Вскоре она собралась и упорхнула, а я с облегчением развалился на ковре в гостиной, раскинув конечности, как морская звезда. Ни мыслей, ни…
В двери повернулся ключ, и в гостиную вошла Анна.
— Внизу почтальона встретила, — пояснила она, положив на журнальный столик кипу газет, — тебе письмо из России пришло. Всё, котик… до вечера!
— До вечера, — отзываюсь вяло, не вставая с пола. Сколько я так лежал, не знаю, но наконец, собравшись с силами, поднялся и дошёл до столика, взяв письмо.
— Севастополь?
Взяв со столика костяной нож для бумаг, вскрываю письмо и небрежно бросаю конверт на столик, наскоро пробегая глазами первые строки, продираясь сквозь обязательную словесную шелуху приветствия, благопожеланий и прочих наслоений этикета, которые в настоящее время кажутся исключительно глупыми.
«… милый Алёшенька», — пропускаю несколько строк, морщась от раздражения.
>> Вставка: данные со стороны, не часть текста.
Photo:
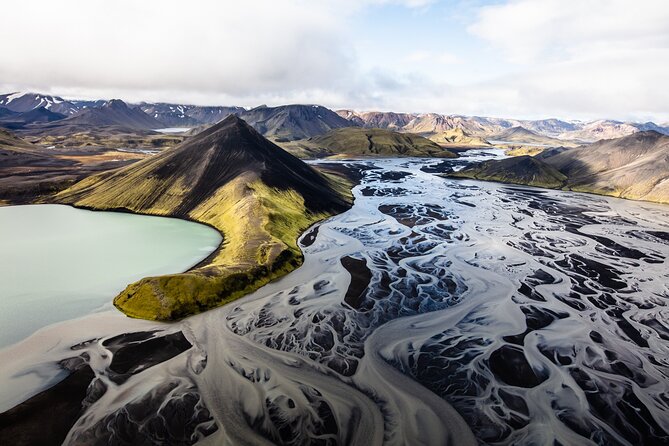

В таком состоянии я циник и мизантроп, все благие пожелания кажутся фальшивыми и неуместными.
Позже, разумеется, я неоднократно перечитаю письмо и разберу его на составляющие, проанализировав все мелочи. Это у меня уже профессиональный перекос, какой часто бывает у букинистов. В руки попадают не только книги, но и дневники, письма, которые порой представляют немалую ценность.
Нужно разбираться в сортах бумаги и чернил, в графологии[30] и истории, ну и разумеется — уметь провести лингвистический анализ. Порой достаточно посмотреть на бумагу, чтобы определить фальшивку, потому как в то время этого сорта просто не выпускали!
Да и графология, которую я не считаю наукой, всё ж таки имеет определённую ценность. Характер по почерку определить сложно, но если письмо написано мелким бисерным почерком, притом каллиграфически и якобы собственноручно, то можно насторожиться, зная, что писавший его служил, к примеру, кирасиром.
У тяжёлой кавалерии с мелкой моторикой традиционно неважно…
Ну а сестёр я знаю достаточно хорошо, и могу делать какие-то выводы об их настроении судя по наклону букв, давлению пера на бумагу и прочим мелочам. Но это потом, а пока…
«…вчера мы, после долгого перерыва, вновь появились в свете, на ужине у графини…»
— Однако… — с этих строк начинаю читать внимательней, несмотря давящую головную боль и проблемы с сосредоточенностью. Описание ужина и присутствующих там гостей вызвало новый прилив головной боли и дурноты.
Наверное, в этом описании человек, более сведущий в светской жизни, мог бы почерпнуть что-нибудь важное… или нет…
Наблюдательностью и тонким умом мои сёстры не могут похвастаться, так что сделать на основе их наблюдений хоть сколько-нибудь серьёзные выводы я не возьмусь. Детали, разумеется, имеют свою цену, но очень уж всё разрозненно и поверхностно, да всё это через призму оценочного суждения не умных и не слишком наблюдательных людей.
Дважды пробежав глазами светскую часть и не найдя там решительно ничего полезного, вздыхаю и читаю дальше…
«…Глафира ныне, претерпев немалые злоключения, нынче у нас…»
— Да что за чёрт!? — невольно вырывается у меня возмущённое, — Когда я предлагал им забрать служанку и даже оплатить её переезд в Севастополь, они смотрели на меня, как на идиота. А нынче я, оказывается, виновен в злоключениях бедной женщины!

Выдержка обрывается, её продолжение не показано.